Hence the resulting trace should NOT show any copy_ within. Since we are already calling out of place math ops, the memory save from doing inplace is gone. Blindly following the semantics here with copy_ seems to be meaninglessly adding complexity to follow up mutation passes.

I take it as that, the trace we are showing in PR description is just a side effect from that our in-place pass isn't functionalizing all the corner cases yet?!

import torch
from thunder.executors.torchex import no_autocast

@torch.no_grad()
@no_autocast
def computation(a, b):
  # a: "cuda:0 f32[2, 2]"
  # b: "cuda:0 f32[2, 2]"
  c = torch.exp(a)  # c: "cuda:0 f32[2, 2]"
    # c = ltorch.exp(a)  # c: "cuda:0 f32[2, 2]"
      # c = prims.exp(a)  # c: "cuda:0 f32[2, 2]"
  d = torch.tanh(b)  # d: "cuda:0 f32[2, 2]"
    # d = ltorch.tanh(b)  # d: "cuda:0 f32[2, 2]"
      # d = prims.tanh(b)  # d: "cuda:0 f32[2, 2]"
  del b
  e = torch.flatten(c, 0, -1)  # e: "cuda:0 f32[4]"
    # e = ltorch.flatten(c, 0, -1)  # e: "cuda:0 f32[4]"
      # e = prims.reshape(c, (4,))  # e: "cuda:0 f32[4]"
  t3 = torch.flatten(d, 0, -1)  # t3: "cuda:0 f32[4]"
    # t3 = ltorch.flatten(d, 0, -1)  # t3: "cuda:0 f32[4]"
      # t3 = prims.reshape(d, (4,))  # t3: "cuda:0 f32[4]"
  t4 = torch.add(e, t3)  # t4: "cuda:0 f32[4]"
    # t4 = ltorch.add(e, t3, alpha=None)  # t4: "cuda:0 f32[4]"
      # t4 = prims.add(e, t3)  # t4: "cuda:0 f32[4]"
  del t3
  t5 = copy_(t4, e)  # t5: "cuda:0 f32[4]"
  del t4
  t8 = torch.reshape(e, (2, 2))  # t8: "cuda:0 f32[2, 2]"
    # t8 = ltorch.reshape(e, (2, 2))  # t8: "cuda:0 f32[2, 2]"
      # t8 = prims.reshape(e, (2, 2))  # t8: "cuda:0 f32[2, 2]"
  del e
  t9 = copy_(t8, c)  # t9: "cuda:0 f32[2, 2]"
  del t8, c
  t6 = torch.div(d, a)  # t6: "cuda:0 f32[2, 2]"
    # t6 = ltorch.div(d, a, rounding_mode=None, out=None)  # t6: "cuda:0 f32[2, 2]"
      # t6 = ltorch.true_divide(d, a)  # t6: "cuda:0 f32[2, 2]"
        # t6 = prims.div(d, a)  # t6: "cuda:0 f32[2, 2]"
  del d, a

  # /home/mkozuki/ghq/github.com/Lightning-AI/lightning-thunder/snippet.py:12:      d.div_(a)
  return (t9, t6, t5)
crcrpar commented 3 months ago

I take it as that, the trace we are showing in PR description is just a side effect from that our in-place pass isn't functionalizing all the corner cases yet?!
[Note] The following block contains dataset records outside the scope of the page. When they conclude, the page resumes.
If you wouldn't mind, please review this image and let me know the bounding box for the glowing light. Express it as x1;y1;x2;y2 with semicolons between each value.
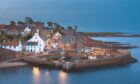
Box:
59;71;67;84
33;67;40;84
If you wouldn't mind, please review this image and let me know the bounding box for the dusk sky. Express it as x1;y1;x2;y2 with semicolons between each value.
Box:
0;0;140;33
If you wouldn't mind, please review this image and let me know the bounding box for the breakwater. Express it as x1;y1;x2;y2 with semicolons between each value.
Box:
24;53;136;71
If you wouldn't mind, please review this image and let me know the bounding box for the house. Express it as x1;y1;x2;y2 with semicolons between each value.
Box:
24;26;31;34
0;41;22;51
1;25;25;35
26;30;45;53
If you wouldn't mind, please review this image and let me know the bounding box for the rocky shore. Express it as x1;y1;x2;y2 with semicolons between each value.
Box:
24;49;137;71
0;62;28;68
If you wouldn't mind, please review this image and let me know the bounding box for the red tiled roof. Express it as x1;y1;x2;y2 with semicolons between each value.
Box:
0;41;19;46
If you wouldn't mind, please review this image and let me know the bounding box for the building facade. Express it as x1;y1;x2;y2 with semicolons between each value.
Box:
26;31;45;53
0;41;23;52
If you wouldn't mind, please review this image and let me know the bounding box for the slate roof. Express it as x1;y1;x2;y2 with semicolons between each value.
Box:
26;42;38;46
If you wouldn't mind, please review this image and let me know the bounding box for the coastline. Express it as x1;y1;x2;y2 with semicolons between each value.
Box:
24;54;137;72
0;62;29;69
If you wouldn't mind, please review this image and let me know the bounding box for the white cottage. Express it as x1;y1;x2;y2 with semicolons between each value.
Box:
24;26;31;34
26;31;45;53
0;41;23;52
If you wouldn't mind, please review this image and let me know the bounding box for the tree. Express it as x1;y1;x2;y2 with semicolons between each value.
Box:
9;20;16;26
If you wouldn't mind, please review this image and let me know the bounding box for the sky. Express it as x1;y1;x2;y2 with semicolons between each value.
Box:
0;0;140;33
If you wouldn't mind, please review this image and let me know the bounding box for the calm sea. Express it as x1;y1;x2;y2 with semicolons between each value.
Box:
0;0;140;33
0;37;140;84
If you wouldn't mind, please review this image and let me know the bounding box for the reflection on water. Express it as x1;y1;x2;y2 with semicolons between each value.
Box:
32;67;67;84
45;70;51;84
33;67;40;84
59;71;67;84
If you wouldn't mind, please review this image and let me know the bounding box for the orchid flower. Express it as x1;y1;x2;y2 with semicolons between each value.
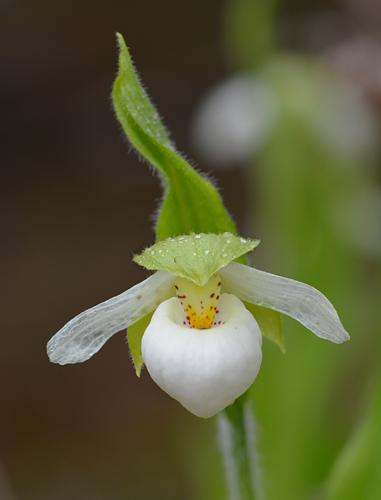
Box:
47;232;349;418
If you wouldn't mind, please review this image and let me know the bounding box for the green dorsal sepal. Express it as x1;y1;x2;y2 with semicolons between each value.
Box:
134;233;259;286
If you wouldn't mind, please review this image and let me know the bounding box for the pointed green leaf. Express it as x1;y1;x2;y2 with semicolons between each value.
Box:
127;311;155;377
243;301;286;353
113;34;236;240
134;233;259;286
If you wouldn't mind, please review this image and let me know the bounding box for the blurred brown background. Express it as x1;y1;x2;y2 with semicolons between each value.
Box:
0;0;381;500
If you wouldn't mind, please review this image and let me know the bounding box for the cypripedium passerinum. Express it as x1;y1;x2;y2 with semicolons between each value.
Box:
48;233;349;418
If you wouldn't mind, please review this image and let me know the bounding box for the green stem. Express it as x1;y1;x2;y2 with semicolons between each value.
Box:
218;397;264;500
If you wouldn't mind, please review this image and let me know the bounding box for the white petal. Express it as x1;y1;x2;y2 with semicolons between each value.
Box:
142;294;262;418
219;262;349;344
47;271;175;365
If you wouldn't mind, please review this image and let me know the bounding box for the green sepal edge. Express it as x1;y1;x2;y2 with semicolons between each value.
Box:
243;301;286;354
134;232;259;286
127;311;155;377
112;33;237;241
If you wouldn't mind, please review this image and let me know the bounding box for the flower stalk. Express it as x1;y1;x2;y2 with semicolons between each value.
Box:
218;395;264;500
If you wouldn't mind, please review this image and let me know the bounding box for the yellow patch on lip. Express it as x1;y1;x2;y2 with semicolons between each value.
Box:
175;274;221;329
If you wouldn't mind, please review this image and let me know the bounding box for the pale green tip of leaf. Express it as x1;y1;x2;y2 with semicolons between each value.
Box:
134;233;259;286
127;311;154;378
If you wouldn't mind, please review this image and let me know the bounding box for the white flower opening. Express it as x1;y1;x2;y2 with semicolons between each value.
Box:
47;240;349;418
142;293;262;418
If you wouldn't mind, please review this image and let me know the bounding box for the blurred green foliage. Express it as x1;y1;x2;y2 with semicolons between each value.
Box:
218;0;381;500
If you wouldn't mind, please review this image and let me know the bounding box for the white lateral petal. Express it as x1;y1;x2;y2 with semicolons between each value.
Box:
47;271;175;365
219;262;349;344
what would you think is a better approach propagating the in-place op on a view? The trace tries to propagate the in-place update on a view into the original tensor

jjsjann123 commented 3 months ago

I take it as that, the trace we are showing in PR description is just a side effect from that our in-place pass isn't functionalizing all the corner cases yet?!

what would you think is a better approach propagating the in-place op on a view? The trace tries to propagate the in-place update on a view into the original tensor

I'm not saying what you are doing here for view is not right.

I'm just pointing out this is a case showing that our in-place pass is missing optimization opportunities here, where an in-place update on an intermediate tensor isn't being optimized away.

t-vi commented 3 months ago

Let's move additions to a follow-up.